Reindeer sirloin, oven-roasted Brussels sprouts, and caramelized black salsify
Reindeer sirloin, oven-roasted Brussels sprouts, and caramelized black salsify
Preparation time 1h
|
4 portions
Ingredients
600 g Lapin Liha’s reindeer sirloin filet fresh thyme, salt, and black pepper 500 g black salsify Juice of one lemon 250 g Brussels sprouts 3 dl heavy cream 1 tbsp game stock concentrate 1.5 dl blackcurrants, thawed Oil and butter for frying
Streusel
3 tbsp sesame seeds 3 tbsp hazelnuts 1 tsp ground coriander Zest of one lemon
Instructions
Preheat the oven to 110°C.
Clean the meat and season with thyme, salt, and black pepper.
Toast sesame seeds, hazelnuts, and coriander for the streusel in a dry frying pan. Let cool and chop coarsely. Mix in grated lemon zest.

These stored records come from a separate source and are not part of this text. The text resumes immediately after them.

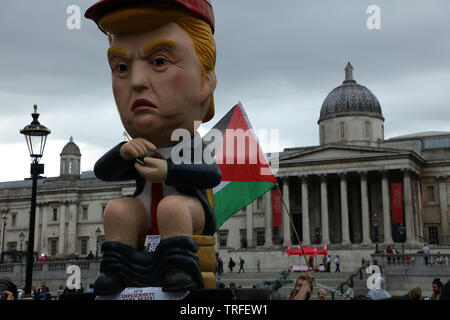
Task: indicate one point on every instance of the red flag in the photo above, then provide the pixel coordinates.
(276, 208)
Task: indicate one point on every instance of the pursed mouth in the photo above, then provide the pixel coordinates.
(140, 104)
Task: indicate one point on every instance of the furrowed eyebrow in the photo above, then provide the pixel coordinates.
(159, 43)
(117, 51)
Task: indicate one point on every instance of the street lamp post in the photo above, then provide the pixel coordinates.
(98, 232)
(4, 213)
(36, 136)
(375, 231)
(401, 230)
(21, 237)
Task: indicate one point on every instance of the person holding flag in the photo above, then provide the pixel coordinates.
(162, 57)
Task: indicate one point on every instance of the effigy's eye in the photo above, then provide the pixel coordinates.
(159, 62)
(122, 67)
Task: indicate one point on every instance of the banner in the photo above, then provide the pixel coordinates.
(397, 202)
(276, 208)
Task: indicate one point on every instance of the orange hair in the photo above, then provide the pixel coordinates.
(142, 18)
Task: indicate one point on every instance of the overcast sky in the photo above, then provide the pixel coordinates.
(279, 58)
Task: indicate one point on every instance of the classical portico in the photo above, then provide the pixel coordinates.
(337, 203)
(340, 192)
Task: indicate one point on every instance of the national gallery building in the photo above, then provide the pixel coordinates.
(352, 191)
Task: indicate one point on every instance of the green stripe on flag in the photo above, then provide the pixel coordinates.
(237, 195)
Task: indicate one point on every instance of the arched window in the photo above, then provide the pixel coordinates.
(368, 130)
(322, 135)
(342, 130)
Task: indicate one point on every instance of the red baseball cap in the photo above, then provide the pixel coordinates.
(203, 8)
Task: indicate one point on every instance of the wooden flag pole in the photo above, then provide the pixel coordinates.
(293, 227)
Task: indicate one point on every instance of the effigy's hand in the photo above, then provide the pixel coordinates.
(136, 148)
(154, 170)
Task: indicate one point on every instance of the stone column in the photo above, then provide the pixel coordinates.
(72, 232)
(62, 228)
(305, 212)
(409, 222)
(44, 229)
(324, 209)
(344, 210)
(365, 209)
(286, 221)
(420, 208)
(443, 202)
(387, 220)
(249, 215)
(268, 219)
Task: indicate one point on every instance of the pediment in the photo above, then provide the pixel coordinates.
(323, 153)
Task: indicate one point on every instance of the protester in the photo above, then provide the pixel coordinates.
(348, 293)
(59, 292)
(379, 293)
(304, 288)
(90, 256)
(324, 262)
(8, 290)
(241, 265)
(414, 294)
(231, 264)
(337, 261)
(328, 263)
(219, 266)
(445, 295)
(437, 289)
(44, 292)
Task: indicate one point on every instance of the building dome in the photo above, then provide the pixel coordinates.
(71, 149)
(350, 99)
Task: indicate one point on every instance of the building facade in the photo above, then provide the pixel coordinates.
(353, 190)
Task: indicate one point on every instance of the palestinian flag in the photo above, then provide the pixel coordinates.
(246, 175)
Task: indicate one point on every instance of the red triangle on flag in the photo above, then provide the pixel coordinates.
(240, 157)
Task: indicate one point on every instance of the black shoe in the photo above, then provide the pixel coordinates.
(108, 283)
(123, 266)
(177, 262)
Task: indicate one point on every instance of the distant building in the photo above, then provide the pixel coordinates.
(339, 192)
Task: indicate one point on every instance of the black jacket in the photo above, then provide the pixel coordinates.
(188, 178)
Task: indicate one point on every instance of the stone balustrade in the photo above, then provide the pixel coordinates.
(413, 264)
(54, 273)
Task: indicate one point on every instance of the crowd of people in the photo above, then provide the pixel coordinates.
(9, 291)
(395, 257)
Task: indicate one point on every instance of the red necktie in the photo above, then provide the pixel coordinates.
(157, 195)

Peel the black salsify under running cold water. Cut them into about 5 cm pieces, split them and put them in a bowl with lemon juice to prevent them from darkening.
Remove the stem from the Brussels sprouts. Remove any bad leaves and cut the sprouts in half. Put them in a bowl and mix in a little oil.
Put the meat in the oven and roast until the internal temperature reaches 56 degrees. Allow resting for 30 min.
Increase the oven temperature to 225°C. Put the Brussels sprouts on a tray and bake for about 20 min until they are crispy.
Sauté black salsify in butter for about 10 min, until they are al dente and starting to brown. Add cream and fond, and let reduce for about 10-15 min. Season with salt and black pepper.
Brown the meat all over in plenty of butter in a hot frying pan. Slice the meat and serve it with the black salsify, Brussels sprouts, streusel, and blackcurrants.